Ultrafast machine learning on FPGAs via Kolmogorov-Arnold Networks
3 hours ago
- #Machine Learning
- #FPGA
- #KAN
- Master's thesis explores hardware architectures for ultrafast inference and online learning using Kolmogorov-Arnold Networks (KANs) on FPGAs.
- KANs replace learnable weights and fixed activation functions in MLPs with learnable univariate activation functions, offering potential improvements in scaling and parameter efficiency.
- Fixed-point quantization is used to encode real numbers as bitstrings, enabling neural networks to be implemented as digital logic on FPGAs with minimal approximation error.
- KANs are naturally suited for lookup-table neural networks (LUT-NNs) due to their univariate activations, avoiding exponential scaling issues of multivariate LUTs and enabling efficient pruning.

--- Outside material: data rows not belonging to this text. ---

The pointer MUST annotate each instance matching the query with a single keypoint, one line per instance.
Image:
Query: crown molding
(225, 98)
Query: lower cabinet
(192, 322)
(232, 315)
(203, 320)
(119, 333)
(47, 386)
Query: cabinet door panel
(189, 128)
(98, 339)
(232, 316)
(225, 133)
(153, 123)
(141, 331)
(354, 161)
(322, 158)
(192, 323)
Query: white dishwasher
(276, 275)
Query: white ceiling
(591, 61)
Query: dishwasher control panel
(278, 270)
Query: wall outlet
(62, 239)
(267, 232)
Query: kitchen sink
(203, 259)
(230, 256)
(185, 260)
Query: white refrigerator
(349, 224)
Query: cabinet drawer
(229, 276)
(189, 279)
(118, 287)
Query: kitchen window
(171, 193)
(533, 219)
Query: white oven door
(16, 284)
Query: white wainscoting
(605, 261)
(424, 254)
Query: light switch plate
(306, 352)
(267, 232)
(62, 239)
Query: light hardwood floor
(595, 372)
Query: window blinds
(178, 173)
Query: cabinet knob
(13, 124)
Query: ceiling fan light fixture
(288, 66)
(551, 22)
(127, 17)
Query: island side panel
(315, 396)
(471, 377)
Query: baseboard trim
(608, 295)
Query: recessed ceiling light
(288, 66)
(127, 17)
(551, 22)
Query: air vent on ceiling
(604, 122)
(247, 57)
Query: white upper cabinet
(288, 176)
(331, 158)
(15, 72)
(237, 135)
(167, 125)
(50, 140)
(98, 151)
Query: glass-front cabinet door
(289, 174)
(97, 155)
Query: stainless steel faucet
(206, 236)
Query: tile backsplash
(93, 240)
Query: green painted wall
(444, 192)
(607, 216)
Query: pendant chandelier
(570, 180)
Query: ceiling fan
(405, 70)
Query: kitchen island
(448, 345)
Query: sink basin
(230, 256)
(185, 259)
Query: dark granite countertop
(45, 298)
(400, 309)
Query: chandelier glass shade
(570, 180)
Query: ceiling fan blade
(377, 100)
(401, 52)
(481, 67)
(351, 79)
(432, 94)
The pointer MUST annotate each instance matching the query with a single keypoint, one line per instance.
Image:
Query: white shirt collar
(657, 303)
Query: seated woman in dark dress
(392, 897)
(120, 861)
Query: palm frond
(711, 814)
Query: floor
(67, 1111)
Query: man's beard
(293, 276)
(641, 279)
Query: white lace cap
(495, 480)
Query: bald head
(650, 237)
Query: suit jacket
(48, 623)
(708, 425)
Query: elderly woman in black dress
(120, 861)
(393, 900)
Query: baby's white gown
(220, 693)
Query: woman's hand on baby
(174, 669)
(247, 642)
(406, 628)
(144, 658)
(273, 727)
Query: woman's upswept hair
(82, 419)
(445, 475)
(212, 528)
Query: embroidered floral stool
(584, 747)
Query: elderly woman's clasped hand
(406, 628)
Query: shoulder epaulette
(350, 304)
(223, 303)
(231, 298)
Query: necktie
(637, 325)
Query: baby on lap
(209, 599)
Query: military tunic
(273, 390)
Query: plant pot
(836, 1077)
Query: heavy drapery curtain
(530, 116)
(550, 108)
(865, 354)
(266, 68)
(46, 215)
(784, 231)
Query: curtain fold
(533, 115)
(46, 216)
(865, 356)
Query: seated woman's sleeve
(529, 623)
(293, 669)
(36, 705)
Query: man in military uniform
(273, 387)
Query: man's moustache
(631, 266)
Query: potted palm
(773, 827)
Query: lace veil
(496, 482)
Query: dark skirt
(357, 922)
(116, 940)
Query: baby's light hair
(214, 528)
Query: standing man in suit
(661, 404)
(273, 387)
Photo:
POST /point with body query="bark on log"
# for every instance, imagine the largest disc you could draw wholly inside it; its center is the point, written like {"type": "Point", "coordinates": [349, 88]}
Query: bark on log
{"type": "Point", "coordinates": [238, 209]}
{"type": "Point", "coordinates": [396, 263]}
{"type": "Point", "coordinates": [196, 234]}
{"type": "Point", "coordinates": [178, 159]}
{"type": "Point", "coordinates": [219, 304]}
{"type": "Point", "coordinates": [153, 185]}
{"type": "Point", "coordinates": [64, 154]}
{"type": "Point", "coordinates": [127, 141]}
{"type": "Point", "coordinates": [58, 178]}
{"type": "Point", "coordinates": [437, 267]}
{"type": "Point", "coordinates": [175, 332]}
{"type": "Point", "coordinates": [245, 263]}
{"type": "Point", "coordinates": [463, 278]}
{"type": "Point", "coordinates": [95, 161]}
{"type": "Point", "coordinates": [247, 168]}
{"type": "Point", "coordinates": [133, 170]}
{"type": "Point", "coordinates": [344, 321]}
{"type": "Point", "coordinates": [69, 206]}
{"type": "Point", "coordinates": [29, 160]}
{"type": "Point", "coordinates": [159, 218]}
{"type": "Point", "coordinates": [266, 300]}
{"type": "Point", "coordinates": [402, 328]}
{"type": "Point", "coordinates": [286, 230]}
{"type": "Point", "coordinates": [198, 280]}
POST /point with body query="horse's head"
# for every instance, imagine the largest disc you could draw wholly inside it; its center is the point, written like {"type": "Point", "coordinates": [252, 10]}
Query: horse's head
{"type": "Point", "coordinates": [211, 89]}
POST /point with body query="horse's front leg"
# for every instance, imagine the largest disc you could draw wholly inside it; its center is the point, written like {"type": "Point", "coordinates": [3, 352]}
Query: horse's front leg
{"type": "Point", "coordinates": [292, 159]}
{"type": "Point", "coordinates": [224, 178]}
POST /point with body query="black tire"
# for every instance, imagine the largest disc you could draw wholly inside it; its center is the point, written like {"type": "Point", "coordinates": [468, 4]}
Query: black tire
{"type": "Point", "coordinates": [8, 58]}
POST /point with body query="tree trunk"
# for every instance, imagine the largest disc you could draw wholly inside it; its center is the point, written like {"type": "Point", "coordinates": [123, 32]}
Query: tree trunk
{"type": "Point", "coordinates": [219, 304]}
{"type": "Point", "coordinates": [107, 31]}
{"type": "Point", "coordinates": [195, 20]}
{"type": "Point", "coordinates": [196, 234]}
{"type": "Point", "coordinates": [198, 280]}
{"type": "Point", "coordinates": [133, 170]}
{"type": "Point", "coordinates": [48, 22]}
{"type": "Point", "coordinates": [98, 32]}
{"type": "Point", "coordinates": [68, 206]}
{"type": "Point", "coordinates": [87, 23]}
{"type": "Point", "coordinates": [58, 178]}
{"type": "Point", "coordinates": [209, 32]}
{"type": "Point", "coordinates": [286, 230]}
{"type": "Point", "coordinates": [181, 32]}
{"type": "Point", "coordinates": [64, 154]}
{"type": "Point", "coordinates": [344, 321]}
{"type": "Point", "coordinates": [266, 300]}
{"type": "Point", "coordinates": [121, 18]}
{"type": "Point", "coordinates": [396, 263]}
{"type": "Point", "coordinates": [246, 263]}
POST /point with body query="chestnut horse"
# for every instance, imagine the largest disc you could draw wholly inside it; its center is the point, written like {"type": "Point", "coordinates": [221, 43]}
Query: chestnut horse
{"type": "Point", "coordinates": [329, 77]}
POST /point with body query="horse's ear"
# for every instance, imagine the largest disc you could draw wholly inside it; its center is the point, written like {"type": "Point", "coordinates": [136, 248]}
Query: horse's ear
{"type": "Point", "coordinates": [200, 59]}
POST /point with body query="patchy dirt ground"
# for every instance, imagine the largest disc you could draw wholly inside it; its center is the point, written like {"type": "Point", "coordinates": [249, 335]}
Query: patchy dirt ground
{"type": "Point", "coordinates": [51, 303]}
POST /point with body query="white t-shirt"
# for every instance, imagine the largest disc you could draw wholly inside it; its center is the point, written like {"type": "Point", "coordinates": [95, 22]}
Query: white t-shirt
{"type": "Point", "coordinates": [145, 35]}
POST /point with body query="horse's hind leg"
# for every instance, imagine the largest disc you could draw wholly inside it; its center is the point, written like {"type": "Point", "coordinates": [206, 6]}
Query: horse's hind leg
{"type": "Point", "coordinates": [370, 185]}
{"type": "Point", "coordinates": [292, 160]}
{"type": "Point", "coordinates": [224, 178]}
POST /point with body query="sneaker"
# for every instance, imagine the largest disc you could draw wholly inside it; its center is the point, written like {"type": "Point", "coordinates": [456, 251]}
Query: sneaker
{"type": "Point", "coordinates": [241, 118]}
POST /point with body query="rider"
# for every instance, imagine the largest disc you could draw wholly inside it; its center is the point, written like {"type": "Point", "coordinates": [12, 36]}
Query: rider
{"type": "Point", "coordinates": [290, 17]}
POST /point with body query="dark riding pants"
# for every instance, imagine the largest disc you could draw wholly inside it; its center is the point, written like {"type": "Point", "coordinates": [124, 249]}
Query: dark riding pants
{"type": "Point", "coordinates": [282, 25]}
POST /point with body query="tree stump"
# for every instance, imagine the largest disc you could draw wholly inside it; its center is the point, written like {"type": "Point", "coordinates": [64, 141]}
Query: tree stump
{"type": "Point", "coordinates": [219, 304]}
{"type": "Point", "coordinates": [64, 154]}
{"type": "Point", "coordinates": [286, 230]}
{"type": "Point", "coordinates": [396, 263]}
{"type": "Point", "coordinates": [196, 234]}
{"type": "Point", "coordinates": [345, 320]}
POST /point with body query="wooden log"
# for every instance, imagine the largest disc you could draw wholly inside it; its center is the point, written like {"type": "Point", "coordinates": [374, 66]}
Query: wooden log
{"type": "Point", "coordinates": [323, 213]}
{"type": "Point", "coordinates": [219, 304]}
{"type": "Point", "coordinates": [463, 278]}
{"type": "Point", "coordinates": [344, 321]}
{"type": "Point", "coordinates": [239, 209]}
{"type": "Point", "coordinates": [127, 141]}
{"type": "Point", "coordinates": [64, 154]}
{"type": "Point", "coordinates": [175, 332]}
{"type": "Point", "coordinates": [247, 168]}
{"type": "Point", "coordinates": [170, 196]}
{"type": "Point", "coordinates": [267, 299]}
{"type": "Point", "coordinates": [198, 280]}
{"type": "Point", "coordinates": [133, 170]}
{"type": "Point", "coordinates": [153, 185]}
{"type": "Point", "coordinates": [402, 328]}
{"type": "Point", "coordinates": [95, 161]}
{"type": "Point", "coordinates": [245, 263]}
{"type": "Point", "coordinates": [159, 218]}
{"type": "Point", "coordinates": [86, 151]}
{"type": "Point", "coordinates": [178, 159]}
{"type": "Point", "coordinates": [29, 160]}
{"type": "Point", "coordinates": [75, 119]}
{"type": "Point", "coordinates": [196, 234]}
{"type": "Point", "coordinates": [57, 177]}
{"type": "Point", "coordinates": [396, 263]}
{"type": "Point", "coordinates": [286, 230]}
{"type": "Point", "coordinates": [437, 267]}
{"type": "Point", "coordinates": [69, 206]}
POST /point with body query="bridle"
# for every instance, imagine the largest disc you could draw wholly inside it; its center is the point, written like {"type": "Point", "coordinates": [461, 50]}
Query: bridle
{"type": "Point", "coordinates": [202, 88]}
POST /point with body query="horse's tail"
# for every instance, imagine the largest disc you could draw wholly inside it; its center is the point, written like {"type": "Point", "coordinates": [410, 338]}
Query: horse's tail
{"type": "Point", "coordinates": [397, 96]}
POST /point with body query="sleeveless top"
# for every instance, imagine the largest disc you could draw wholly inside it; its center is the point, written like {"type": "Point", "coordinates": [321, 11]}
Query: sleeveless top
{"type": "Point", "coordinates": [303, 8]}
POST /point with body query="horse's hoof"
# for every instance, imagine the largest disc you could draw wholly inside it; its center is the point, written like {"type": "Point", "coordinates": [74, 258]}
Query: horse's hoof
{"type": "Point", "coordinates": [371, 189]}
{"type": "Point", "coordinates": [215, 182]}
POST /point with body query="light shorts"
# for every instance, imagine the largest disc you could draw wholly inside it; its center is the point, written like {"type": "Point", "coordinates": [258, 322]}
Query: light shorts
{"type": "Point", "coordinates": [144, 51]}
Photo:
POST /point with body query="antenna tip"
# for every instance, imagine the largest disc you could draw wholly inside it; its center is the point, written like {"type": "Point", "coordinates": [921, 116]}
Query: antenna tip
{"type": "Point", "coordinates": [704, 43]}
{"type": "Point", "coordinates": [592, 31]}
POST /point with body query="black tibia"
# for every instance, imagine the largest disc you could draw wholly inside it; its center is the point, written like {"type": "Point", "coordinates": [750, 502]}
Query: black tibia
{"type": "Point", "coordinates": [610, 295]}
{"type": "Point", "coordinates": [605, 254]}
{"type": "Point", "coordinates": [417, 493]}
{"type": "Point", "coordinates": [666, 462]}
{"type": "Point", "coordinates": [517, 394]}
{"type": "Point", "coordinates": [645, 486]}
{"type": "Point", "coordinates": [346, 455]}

- For inference, KAN activations are stored as LUTs on FPGAs, achieving a 2700x speedup over prior implementations and surpassing state-of-the-art FPGA accelerators in latency and resource usage.
- Online learning on FPGAs is enabled by storing B-spline basis functions in LUTs and updating coefficients in real-time, leveraging locality and boundedness for stable, sub-microsecond gradient updates.
- B-spline locality ensures only a small subset of basis functions are active per input, scaling hardware logic with polynomial order rather than grid size, improving expressivity without resource overhead.
- Stable fixed-point training in KANs is achieved because activations and gradients are bounded within coefficient ranges, reducing quantization error and enhancing learning stability compared to MLPs.
- Implementation demonstrates KAN-based online learners can handle over 100,000 parameters with sub-microsecond latency, showing better hardware scaling and convergence on benchmarks like function approximation and quantum control.
- Conclusion highlights that KAN properties, such as activation mapping to LUTs and B-spline characteristics, are highly advantageous for custom hardware accelerators, enabling nanosecond-latency inference and efficient real-time learning.